By our junior year, my best friend followed in his mom’s footsteps and graduated from customer to employee himself. He learned the secrets of bag code and fry craft, and like a card trick your uncle taught you, the mystique rapidly faded, and we found ourselves hanging out at other haunts. Usually someplace with a Pac-Man game.
While I was away at college, the “Blake’s” man started showing up in the signage. At first I was appalled. Who was this character? He looked like a cross between Uncle Sam and Curious George. Apparently following the lead of Ronald, Wendy and Colonel Sanders, someone decided a trade character and a first name would make the Lotaburger dining experience more personable. And so a beloved Alphaquerque landmark was born.

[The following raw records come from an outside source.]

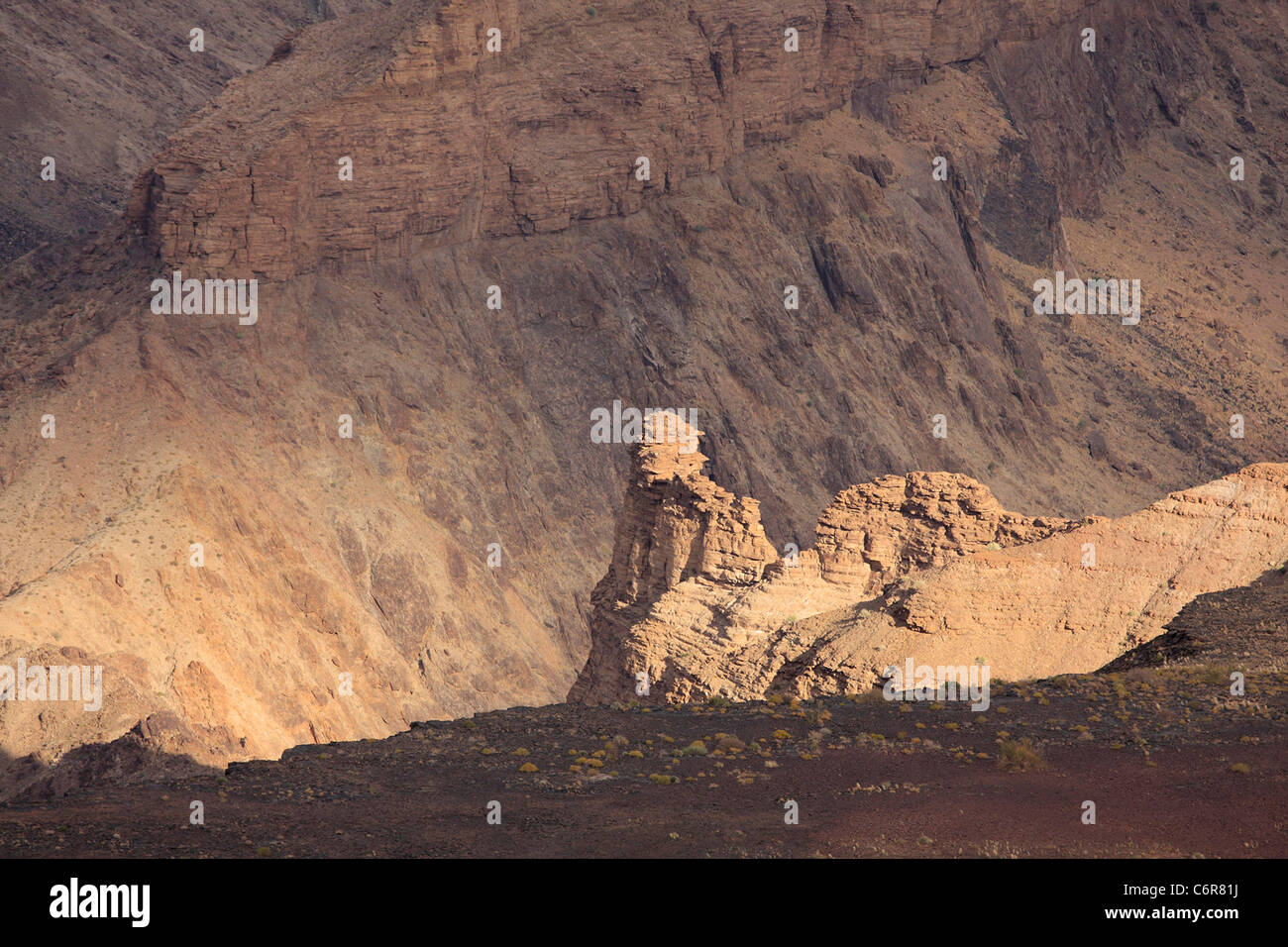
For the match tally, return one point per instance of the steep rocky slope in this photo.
(923, 569)
(373, 556)
(99, 85)
(1243, 629)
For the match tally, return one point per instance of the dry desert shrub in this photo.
(1019, 754)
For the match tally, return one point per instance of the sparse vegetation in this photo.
(1019, 754)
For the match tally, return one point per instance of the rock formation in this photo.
(925, 567)
(442, 556)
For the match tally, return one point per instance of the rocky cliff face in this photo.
(99, 86)
(442, 554)
(923, 569)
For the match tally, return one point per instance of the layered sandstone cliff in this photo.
(373, 556)
(925, 567)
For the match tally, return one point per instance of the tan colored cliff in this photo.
(369, 556)
(926, 567)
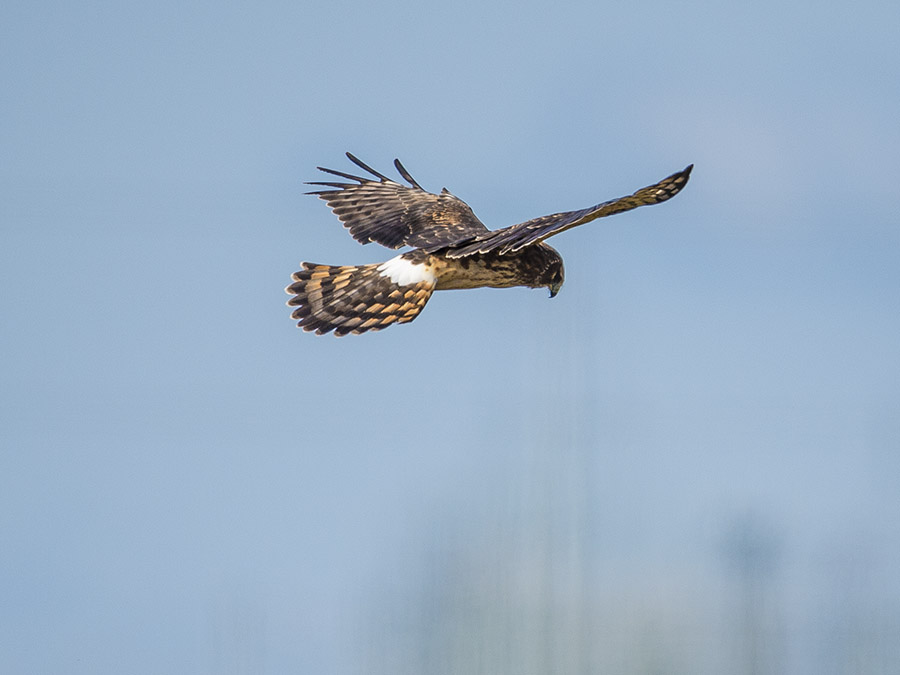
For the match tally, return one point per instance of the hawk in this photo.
(451, 249)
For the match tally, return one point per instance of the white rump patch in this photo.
(405, 273)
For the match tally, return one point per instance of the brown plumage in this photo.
(452, 250)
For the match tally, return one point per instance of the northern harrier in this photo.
(452, 249)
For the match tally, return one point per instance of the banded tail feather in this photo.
(348, 299)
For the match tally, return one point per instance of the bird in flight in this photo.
(451, 249)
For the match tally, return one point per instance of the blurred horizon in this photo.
(687, 461)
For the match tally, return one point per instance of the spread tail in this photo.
(351, 299)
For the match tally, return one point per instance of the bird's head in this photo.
(554, 276)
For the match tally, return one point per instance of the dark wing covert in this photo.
(516, 237)
(395, 215)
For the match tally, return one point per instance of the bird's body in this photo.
(452, 250)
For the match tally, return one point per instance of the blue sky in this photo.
(189, 483)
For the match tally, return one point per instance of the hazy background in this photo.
(687, 462)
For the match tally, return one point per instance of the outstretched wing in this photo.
(395, 215)
(517, 237)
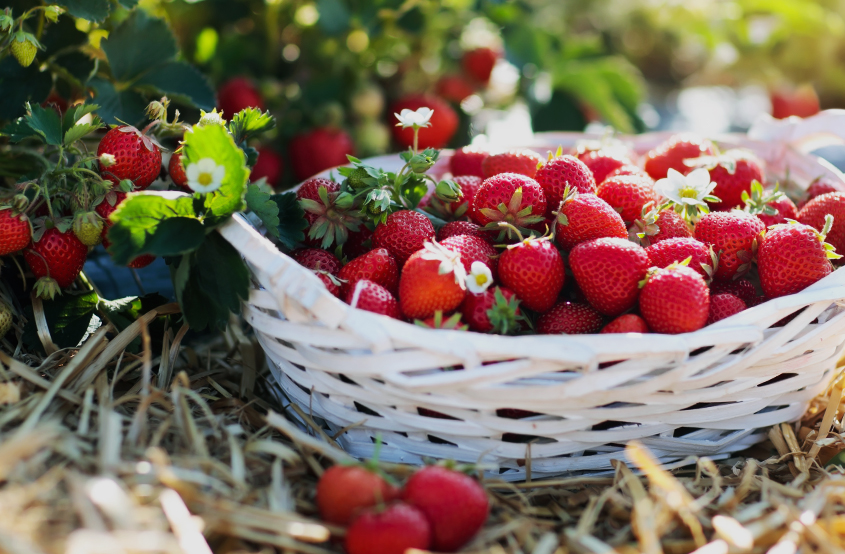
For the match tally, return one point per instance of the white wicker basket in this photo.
(705, 393)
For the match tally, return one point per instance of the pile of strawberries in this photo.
(438, 509)
(598, 240)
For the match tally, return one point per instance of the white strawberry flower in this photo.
(480, 277)
(205, 175)
(409, 118)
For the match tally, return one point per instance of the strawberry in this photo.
(734, 236)
(509, 198)
(601, 163)
(177, 172)
(534, 270)
(473, 249)
(560, 172)
(584, 217)
(238, 94)
(627, 323)
(432, 279)
(478, 63)
(345, 491)
(269, 165)
(455, 505)
(609, 271)
(404, 233)
(523, 162)
(627, 195)
(723, 305)
(733, 172)
(56, 260)
(741, 288)
(395, 530)
(815, 212)
(792, 257)
(675, 300)
(137, 157)
(495, 310)
(15, 233)
(318, 150)
(672, 153)
(467, 161)
(655, 226)
(669, 251)
(372, 297)
(444, 122)
(327, 222)
(569, 318)
(377, 265)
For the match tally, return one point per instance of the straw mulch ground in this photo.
(186, 450)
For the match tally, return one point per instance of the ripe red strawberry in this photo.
(814, 212)
(792, 257)
(318, 150)
(478, 63)
(177, 172)
(467, 161)
(627, 195)
(433, 279)
(723, 305)
(602, 163)
(404, 233)
(238, 94)
(741, 288)
(586, 217)
(534, 270)
(15, 233)
(672, 153)
(669, 251)
(569, 318)
(473, 249)
(327, 223)
(523, 162)
(444, 122)
(609, 271)
(269, 165)
(675, 300)
(56, 260)
(455, 505)
(495, 310)
(377, 265)
(372, 297)
(345, 491)
(734, 236)
(564, 171)
(509, 198)
(627, 323)
(395, 530)
(137, 157)
(655, 226)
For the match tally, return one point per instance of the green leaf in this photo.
(181, 82)
(92, 10)
(292, 221)
(250, 122)
(69, 317)
(139, 44)
(260, 203)
(46, 123)
(154, 223)
(215, 142)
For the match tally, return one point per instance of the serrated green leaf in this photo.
(215, 142)
(160, 224)
(260, 203)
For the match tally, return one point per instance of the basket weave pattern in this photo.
(703, 393)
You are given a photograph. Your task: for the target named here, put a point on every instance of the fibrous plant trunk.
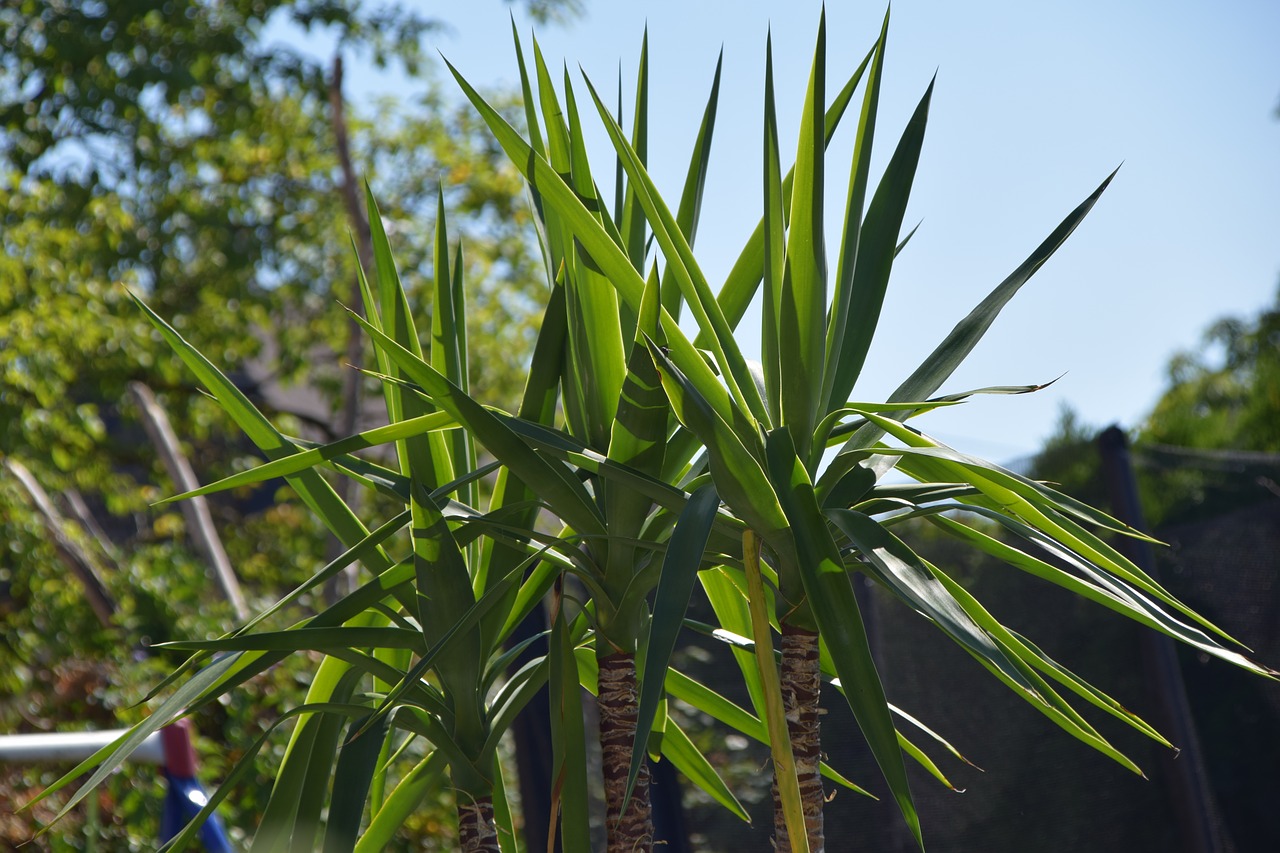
(801, 688)
(476, 830)
(630, 831)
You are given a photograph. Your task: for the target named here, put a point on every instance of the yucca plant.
(768, 437)
(412, 683)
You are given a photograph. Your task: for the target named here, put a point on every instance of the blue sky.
(1034, 105)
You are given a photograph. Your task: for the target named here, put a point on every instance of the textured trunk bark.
(476, 830)
(630, 831)
(801, 688)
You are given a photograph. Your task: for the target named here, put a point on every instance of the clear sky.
(1034, 104)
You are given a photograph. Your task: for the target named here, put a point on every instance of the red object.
(179, 756)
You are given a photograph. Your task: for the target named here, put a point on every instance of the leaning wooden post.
(200, 523)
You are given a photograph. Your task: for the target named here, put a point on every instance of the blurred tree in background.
(1211, 441)
(173, 147)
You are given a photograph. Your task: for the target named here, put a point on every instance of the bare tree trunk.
(476, 830)
(630, 831)
(72, 555)
(200, 521)
(801, 688)
(348, 415)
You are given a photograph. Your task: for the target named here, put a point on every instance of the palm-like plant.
(658, 429)
(414, 655)
(767, 438)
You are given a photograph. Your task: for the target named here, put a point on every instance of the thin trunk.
(76, 559)
(200, 520)
(348, 414)
(630, 831)
(476, 830)
(801, 688)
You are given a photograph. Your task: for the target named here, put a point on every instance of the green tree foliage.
(1210, 442)
(1226, 393)
(169, 147)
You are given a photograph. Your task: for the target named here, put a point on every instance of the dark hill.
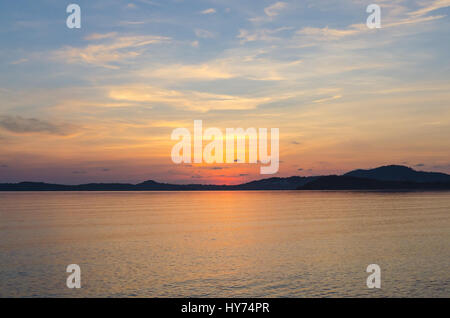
(354, 183)
(399, 173)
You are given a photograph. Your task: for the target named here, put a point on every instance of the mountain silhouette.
(383, 178)
(399, 173)
(355, 183)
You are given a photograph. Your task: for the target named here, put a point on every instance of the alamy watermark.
(74, 19)
(235, 140)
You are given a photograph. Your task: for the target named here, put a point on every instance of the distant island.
(392, 177)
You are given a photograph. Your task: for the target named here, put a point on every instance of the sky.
(99, 103)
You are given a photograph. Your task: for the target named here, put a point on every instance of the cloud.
(100, 36)
(275, 9)
(203, 33)
(332, 33)
(199, 71)
(323, 100)
(20, 125)
(434, 5)
(259, 35)
(19, 61)
(115, 49)
(192, 100)
(208, 11)
(79, 172)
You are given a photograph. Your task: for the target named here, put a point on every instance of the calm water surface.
(225, 244)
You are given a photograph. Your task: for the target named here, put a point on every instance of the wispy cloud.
(112, 50)
(429, 7)
(21, 125)
(193, 100)
(208, 11)
(204, 33)
(275, 9)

Just like the grinning giant, the Blake’s lettering style on this particular sign has a lot of personality. The example here is a loose script brushstroke of a signature. It’s casual, energetic and friendly.
Blake’s Got a New Face
What is troubling about the Lotaburger identity is the broad variety of typefaces used by the chain. Newer signs now sport a less energetic rendering of the name in a bland Brush Script, a typeface so overused since its inception in 1942 that it now renders nearly any corporate identity as either generic or ironic. This newer type treatment also reintroduces the word “Lotaburger” back into the signage, in a no-frills sans serif. The sign at left uses Franklin Gothic, but Blake’s likes to give several grotesk-style sans serifs their moment in the sun.
The Blake’s website sports a similar treatment, albeit with a mid-weight Helvetica, which is also used in much of Blake’s print collateral, such as its bags, and print advertising.
On their livery, Blake’s has used Helvetica’s idiot cousin Arial (below left) as well as the hulk-like slab-serif Aachen (below right) on occasion.
Another slab-serif, Lubalin Graph can be spotted around town for the Lotaburger wordmark.
For a more nostalgic look, this throwback slug-serif version still stands at some locations.
Maybe someday all of the Blake’s brand assets will be on the same identity standard, but with nearly 80 locations, it’s a big job. Even for a giant.
Whoops, gotta go. I think they just called my number.